Secondo l'accusa degli Stati che si sono costituiti in giudizio le 5 major della canzone impongono con un ricatto ai commercianti dei prezzi fissati ad un livello artificialmente alto. Sotto accusa, dunque, è finita la politica delle multinazionali, quella che in gergo viene chiamata "Map" (Minimum advertised pricing) grazie alla quale le compagnie garantiscono ai negozi sussidi per la pubblicità in cambio di un impegno a non vendere i dischi ad un prezzo al di sotto di quello minimo stabilito dalle industrie.

In questo modo, sempre secondo l'accusa, vengono penalizzati i consumatori che spendono più di quanto stabilirebbe il mercato e i commercianti che, sottoposti al ricatto, non possono abbassare i prezzi. "Questa azione illegale non suona come musica alle nostre orecchie", ha ironizzato il procuratore di New York Eliot Spitzer che insieme ai suoi colleghi ritiene violata la prima sezione dello Sherman Act, la legge che regola l'antitrust americana.
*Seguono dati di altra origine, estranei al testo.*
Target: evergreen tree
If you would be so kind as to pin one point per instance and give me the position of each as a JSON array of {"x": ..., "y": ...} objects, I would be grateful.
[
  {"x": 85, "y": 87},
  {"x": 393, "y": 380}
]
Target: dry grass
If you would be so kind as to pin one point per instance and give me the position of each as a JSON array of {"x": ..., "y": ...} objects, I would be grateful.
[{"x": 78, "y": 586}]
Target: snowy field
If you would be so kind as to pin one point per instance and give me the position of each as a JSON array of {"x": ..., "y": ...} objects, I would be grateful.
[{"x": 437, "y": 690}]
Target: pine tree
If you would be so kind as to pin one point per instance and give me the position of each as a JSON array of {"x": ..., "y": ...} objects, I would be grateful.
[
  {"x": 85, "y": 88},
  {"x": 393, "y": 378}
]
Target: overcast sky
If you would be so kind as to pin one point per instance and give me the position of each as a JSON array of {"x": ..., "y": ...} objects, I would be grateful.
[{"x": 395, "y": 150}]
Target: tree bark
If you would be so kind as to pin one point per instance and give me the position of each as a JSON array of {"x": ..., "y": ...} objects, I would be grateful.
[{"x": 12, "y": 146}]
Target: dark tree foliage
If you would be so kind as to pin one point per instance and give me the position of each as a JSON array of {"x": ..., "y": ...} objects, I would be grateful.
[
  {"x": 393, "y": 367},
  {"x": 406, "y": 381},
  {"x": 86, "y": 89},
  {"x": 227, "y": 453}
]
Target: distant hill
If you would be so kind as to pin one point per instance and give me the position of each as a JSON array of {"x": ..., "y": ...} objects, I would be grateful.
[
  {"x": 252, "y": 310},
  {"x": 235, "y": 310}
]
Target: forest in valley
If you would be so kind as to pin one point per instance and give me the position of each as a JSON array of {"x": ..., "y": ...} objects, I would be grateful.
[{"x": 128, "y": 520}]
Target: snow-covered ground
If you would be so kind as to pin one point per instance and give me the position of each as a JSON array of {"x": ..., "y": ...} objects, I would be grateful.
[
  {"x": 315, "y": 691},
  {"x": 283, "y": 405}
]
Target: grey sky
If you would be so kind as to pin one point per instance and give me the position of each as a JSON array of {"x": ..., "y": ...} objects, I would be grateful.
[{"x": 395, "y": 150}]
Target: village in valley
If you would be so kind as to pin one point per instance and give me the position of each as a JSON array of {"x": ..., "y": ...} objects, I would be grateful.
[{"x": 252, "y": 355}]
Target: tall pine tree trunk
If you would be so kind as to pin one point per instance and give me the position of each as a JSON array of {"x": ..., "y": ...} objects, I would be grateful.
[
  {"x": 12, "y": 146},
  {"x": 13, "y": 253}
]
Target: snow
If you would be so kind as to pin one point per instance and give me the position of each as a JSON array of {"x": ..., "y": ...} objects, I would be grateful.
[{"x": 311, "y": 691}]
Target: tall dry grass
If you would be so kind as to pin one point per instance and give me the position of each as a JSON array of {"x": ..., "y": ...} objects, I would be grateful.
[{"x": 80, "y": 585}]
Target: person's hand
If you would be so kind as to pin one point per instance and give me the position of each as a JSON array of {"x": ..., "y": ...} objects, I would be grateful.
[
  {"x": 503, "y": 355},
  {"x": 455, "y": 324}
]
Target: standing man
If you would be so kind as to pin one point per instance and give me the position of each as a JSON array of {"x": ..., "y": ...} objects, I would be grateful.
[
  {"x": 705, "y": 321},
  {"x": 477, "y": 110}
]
Le compagnie si difendono sostenendo la loro innocenza. La Bmg, attraverso il portavoce Nathaniel Brown, si dice sicura che il "Map" è "legittimo e siamo convinti che la corte arriverà alla stessa conclusione". Anche dalla Emi annunciano una "difesa vigorosa" e ricordano un accordo raggiunto con la Commissione federale del commercio a seguito del quale, Emi ha abbandonato la politica dei prezzi sotto accusa fin dal 19 giugno scorso.

(9 agosto 2000)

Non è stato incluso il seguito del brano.